The description will thus clarify transnational legislative and judiciary competences and possible conflicts with the competences of the nation states.
Following this descriptive approach, the paper analytically will also in the first part make the above-mentioned argument concerning the new and/or challenging dimension of religion-law in the Nordic countries.
Secondly, the paper discusses the question of legitimacy behind the internal transnational legal system of the United Methodist Church. There is no doubt that internal actors of the Methodist Church “rightly” can both create and apply law – but the extent to which this legitimacy can be challenged by national governments and courts is to be discussed.
Also, members of the Methodist Church are in the same time citizens of national legal orders - question is, how these two systems of legitimacy interact and to which extent the traditional legitimacy behind Nordic legal systems is challenged by (current?) tendencies in the International Methodist Church.
Finally, the paper discusses to which extent a re-sacralisation of law is at all challenging. One set of arguments is that religion-law is no more challenging than sports-law.
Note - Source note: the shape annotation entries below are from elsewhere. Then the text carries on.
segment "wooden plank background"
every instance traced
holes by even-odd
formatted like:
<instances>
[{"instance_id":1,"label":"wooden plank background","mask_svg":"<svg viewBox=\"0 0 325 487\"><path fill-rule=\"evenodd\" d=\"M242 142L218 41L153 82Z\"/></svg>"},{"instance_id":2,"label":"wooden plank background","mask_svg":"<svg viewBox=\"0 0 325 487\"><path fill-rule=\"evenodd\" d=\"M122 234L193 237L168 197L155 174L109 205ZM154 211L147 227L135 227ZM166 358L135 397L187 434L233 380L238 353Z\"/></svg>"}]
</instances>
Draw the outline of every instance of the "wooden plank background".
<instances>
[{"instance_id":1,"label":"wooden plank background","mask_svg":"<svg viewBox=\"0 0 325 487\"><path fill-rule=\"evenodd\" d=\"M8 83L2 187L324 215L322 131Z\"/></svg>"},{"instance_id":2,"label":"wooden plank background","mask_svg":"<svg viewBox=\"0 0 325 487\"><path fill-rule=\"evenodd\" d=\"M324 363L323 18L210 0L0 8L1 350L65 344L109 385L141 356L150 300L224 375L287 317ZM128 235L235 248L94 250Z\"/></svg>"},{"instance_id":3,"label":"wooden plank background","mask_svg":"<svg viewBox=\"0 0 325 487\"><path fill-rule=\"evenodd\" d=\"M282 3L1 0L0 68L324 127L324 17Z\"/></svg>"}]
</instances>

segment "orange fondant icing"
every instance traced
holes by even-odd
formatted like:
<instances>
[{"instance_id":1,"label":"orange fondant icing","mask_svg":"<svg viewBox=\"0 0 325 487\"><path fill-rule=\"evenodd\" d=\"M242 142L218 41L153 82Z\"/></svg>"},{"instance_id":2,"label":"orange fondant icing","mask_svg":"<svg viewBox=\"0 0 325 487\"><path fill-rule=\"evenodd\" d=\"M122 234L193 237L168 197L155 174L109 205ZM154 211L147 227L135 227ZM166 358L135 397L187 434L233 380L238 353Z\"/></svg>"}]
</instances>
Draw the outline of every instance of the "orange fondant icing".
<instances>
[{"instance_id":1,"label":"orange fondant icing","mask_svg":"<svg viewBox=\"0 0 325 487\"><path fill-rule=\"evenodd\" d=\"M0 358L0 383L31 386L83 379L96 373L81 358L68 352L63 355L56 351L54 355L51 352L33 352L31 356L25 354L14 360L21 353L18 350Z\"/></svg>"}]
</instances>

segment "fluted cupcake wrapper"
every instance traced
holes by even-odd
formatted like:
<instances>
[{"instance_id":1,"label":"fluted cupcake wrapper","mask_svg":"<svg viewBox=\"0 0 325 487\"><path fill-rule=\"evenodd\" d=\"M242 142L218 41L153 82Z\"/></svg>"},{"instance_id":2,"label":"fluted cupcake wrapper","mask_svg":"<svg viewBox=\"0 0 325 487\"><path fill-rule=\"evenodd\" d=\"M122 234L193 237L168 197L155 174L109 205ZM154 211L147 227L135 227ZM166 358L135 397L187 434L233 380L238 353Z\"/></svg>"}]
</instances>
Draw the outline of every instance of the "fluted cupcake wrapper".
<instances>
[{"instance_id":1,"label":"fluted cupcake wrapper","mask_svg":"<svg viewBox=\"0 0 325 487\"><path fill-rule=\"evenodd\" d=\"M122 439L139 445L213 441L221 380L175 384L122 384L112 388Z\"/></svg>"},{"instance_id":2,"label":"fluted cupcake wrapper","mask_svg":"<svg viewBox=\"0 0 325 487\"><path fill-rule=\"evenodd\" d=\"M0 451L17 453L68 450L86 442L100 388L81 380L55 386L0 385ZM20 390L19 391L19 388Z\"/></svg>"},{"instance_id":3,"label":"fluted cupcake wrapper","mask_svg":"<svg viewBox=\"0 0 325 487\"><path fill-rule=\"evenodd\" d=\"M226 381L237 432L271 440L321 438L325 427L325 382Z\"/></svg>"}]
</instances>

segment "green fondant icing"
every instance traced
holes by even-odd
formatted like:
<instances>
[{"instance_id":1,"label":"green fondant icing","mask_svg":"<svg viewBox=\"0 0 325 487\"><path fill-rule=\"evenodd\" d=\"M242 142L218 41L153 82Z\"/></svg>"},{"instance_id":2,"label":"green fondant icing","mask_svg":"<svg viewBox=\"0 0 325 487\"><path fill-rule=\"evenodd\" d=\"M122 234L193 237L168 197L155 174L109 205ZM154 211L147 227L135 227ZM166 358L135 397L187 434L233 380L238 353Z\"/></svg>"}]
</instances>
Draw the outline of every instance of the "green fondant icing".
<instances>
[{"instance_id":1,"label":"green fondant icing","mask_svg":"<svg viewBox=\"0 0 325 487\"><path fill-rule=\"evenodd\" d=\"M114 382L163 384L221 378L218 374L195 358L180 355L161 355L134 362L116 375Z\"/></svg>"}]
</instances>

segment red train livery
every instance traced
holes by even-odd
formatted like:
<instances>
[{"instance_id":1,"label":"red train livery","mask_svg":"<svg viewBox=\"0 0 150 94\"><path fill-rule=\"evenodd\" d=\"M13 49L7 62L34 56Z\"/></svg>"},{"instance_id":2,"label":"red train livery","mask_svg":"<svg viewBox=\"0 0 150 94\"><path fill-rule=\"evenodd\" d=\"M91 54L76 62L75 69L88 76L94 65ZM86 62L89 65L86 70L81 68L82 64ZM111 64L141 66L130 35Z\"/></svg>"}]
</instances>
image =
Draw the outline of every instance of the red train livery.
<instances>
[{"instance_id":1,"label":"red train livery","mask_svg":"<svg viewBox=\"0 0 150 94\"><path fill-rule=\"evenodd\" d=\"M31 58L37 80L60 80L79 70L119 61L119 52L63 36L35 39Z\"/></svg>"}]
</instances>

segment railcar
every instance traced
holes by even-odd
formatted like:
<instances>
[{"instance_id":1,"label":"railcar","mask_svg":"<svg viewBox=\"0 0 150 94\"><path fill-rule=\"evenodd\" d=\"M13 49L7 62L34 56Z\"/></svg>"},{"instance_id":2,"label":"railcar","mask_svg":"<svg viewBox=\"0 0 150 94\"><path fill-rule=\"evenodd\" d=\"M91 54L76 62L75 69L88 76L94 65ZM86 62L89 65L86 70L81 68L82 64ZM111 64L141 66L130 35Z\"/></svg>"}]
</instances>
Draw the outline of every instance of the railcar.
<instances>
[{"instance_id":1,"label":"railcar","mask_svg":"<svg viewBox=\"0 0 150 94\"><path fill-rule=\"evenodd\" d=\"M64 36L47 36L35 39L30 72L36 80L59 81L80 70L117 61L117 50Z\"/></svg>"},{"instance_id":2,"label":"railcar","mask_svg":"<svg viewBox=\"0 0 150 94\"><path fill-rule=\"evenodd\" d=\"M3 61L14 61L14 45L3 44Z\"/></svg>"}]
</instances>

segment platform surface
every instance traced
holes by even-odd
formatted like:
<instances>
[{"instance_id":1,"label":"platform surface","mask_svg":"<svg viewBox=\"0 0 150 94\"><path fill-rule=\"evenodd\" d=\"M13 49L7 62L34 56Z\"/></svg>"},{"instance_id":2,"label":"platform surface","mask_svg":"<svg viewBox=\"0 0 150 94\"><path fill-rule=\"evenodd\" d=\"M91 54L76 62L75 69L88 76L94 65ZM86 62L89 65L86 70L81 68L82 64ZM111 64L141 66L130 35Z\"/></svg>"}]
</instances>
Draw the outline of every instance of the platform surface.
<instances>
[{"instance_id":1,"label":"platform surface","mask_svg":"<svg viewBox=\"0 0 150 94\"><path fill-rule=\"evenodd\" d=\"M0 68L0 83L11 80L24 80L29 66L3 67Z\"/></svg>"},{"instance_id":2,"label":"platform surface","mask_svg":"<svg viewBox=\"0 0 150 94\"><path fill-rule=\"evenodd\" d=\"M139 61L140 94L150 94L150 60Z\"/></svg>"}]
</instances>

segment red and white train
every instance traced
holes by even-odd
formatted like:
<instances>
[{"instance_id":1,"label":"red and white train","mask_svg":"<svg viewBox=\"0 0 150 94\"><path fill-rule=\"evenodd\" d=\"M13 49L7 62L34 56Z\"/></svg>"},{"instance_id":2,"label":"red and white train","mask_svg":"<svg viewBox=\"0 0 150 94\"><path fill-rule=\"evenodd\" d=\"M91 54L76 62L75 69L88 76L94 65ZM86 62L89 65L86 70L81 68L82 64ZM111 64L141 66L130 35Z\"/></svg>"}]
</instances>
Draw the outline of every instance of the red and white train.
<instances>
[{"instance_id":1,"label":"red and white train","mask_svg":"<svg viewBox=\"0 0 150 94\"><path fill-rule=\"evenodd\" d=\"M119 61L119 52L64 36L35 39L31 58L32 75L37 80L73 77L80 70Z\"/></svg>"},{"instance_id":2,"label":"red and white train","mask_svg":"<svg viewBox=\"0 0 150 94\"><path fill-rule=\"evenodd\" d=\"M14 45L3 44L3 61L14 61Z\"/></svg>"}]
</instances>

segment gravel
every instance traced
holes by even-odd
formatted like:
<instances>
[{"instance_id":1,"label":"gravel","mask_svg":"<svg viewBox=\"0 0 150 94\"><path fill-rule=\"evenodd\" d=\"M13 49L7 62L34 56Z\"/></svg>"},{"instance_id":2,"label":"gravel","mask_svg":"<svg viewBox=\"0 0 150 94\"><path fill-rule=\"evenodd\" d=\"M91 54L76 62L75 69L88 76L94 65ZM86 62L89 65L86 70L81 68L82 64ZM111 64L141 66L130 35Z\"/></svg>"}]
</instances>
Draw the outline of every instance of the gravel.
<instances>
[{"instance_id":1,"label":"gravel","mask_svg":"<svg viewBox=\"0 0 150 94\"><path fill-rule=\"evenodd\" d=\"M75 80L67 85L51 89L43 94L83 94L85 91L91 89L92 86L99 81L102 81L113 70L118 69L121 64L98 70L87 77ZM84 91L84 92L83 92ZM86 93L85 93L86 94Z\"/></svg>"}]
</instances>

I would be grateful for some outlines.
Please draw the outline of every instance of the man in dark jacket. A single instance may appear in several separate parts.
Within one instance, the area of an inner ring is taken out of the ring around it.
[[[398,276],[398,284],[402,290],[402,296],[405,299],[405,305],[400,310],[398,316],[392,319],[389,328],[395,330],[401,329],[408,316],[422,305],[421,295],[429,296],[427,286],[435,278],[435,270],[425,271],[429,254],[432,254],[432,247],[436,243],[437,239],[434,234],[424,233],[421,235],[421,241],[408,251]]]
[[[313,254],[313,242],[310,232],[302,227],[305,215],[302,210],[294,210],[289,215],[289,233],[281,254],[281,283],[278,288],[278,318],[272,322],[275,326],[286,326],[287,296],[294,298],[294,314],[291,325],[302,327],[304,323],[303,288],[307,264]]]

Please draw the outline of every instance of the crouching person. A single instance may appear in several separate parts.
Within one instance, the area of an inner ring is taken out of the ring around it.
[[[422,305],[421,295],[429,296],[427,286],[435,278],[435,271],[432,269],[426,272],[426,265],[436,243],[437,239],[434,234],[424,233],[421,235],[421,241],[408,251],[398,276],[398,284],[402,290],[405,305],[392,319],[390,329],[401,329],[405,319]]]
What matters is to (try to) ensure that transnational religious legal systems account for access to conflict resolution systems equal to those of state law, no more, no less. – The opposite set of notions is that religion-law has proved to underestimate equality norms, acquired through state-law and that no citizen, even though said to do so by individual choice, should be required to give up on such basic norms.
Hitherto, the international law has based its arguments on the individual right to leave a religious community, thus making the free choice the basic legitimacy behind these legal systems. In a European context, the ECtHR has supplemented this with a ‘balancing of human rights’-approach.
This paper argues, that it must take more to give up on basic rights for citizens in countries that have traditionally (at least through the last 500 years) been equal for the law.
The paper also argues that the basic hindrance for an equality approach seems to be a developing understanding that religion-law is untouchable for legislative and judiciary institutions of the land.
The article challenges this approach by arguing that on the contrary, the national institutions must have an obligation to ensure legal rights for citizens also in closed communities, such as religious communities, at least parallel with the obligations to ensure other private law relations. How far that argument will reach, depends on the analysis, previously in the article.